PDF

Images
figure_1



figure_2


Biotechvana Search Engine 1.0

Llorens, C. 1,2 Futami, R. 1 Vicente-Ripolles, M1,3 and Moya, A. 2,4 1- Biotechvana, Valencia, Spain 2- Instituto Cavanilles de Biodiversitat i Biolog?a Evolutiva, Universitat de Valencia, Spain 3- Departament de Sistemas Informatics i Computacio, Universitat Politecnica de Valencia, Spain 4- CIBER de Epidemiologia y Salud Publica (CIBERESP), Spain

Abstract

Biotechvana Search Engine is a cross-platform customizable web search engine script written in PHP that indexes in a database all the words contained in your web site or intranet to provide faster searches to your visitors. Results are sorted by relevance and a list of similar words is given when no matches are found.

Availability

Available online February 1, 2008. BSE is distributed under the terms of the Biotechvana Open Source License (URL 1).

Overview

Biotechvana Search Engine (BSE) allows web developers to include a highly customizable search engine in any PHP-developed web site just by adding a handful of scripts. This tool acts like a web crawler, parsing and indexing all web pages and keywords of a web site. The workflow is divided in two main processes:

a) Indexing: Starting at the index page of the web site, BSE explores the source code of the current document and captures all hyperlinks present in the document, recording them in the URL database to be processed later. Once the document is analyzed, BSE looks for the next non-analyzed available location of the URL database, until all locations are parsed. Only internal hyperlinks are recorded, avoiding locations external to the target web site. Once all URLs are processed, BSE begins the keyword recording process and all significant words of the document are recorded in a keyword database. Finally, each document recorded in the URL database is parsed looking for the keywords contained in the keyword database. If a keyword is found in the document, the document key and the keyword key are recorded in a URL-keyword pair match database recording also the number of appearances of the keyword in that URL. The entire process is shown in figure 1.
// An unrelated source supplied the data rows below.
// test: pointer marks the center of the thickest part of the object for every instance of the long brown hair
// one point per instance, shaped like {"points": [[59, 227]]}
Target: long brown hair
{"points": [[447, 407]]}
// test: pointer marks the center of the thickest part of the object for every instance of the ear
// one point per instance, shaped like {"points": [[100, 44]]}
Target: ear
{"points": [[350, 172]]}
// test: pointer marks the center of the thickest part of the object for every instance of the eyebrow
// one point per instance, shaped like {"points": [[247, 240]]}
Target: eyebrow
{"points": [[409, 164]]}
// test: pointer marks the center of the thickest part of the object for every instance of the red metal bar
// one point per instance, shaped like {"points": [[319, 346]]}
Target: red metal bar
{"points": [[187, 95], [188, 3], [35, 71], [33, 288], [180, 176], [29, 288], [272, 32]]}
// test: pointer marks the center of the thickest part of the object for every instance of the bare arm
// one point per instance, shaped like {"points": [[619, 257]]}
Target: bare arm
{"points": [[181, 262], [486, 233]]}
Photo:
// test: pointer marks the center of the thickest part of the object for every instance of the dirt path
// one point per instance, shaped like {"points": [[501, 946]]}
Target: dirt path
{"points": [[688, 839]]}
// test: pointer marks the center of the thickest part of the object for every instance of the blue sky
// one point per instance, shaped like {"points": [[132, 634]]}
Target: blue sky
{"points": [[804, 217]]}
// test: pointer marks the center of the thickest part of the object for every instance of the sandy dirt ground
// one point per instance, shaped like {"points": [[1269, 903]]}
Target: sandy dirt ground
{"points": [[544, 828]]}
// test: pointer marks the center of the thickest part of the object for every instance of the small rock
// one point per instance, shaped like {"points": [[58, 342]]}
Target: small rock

b) Searching: BSE looks for the keyword in the keyword database. If it does not exist, a list of similar words is presented to the user. The engine then looks for the keyword key in the URL-keyword pair match database to retrieve all URLs containing this keyword, and organizes results by the number of appearances of the keyword in each. This process is shown in figure 2.

Installation

First, confirm that a web server, a PHP application server, and a DBMS are properly installed on your system. You can download and install a web server like Apache at URL 2 for Windows and Linux platforms; or an IIS (Internet Information Services) web server for Windows platforms, which comes included in Windows server versions. Next, install the PHP server, which can be downloaded at URL 3. Installation instructions are provided on its corresponding web sites. Finally, install the DBMS. There are many DBMS available, such as MySQL at URL 4, Firebird (URL 5), and PostgreSQL (URL 6). A list of DBMS supported by this application is available at the AdoDB web site at URL 7. This script has been successfully tested in a MySQL DBMS, we thus recommend this choice. Once a web server, the PHP application server, and a DBMS are properly installed and working, proceed with the installation of BSE as following. Unpack the zip package into your web server's public folder and two folders will be created: 'indexing', which contains the scripts required performing the web site indexing; and 'bse', which contains the scripts required for database querying.

Database setup: create a user named 'bse' and create a database named 'bse_bse'. Execute the SQL backup file called 'bse.sql', included with this application. For MySQL users, enter in your command line the following instruction: 'mysql ?u root ?p bse_bse < bse.sql'.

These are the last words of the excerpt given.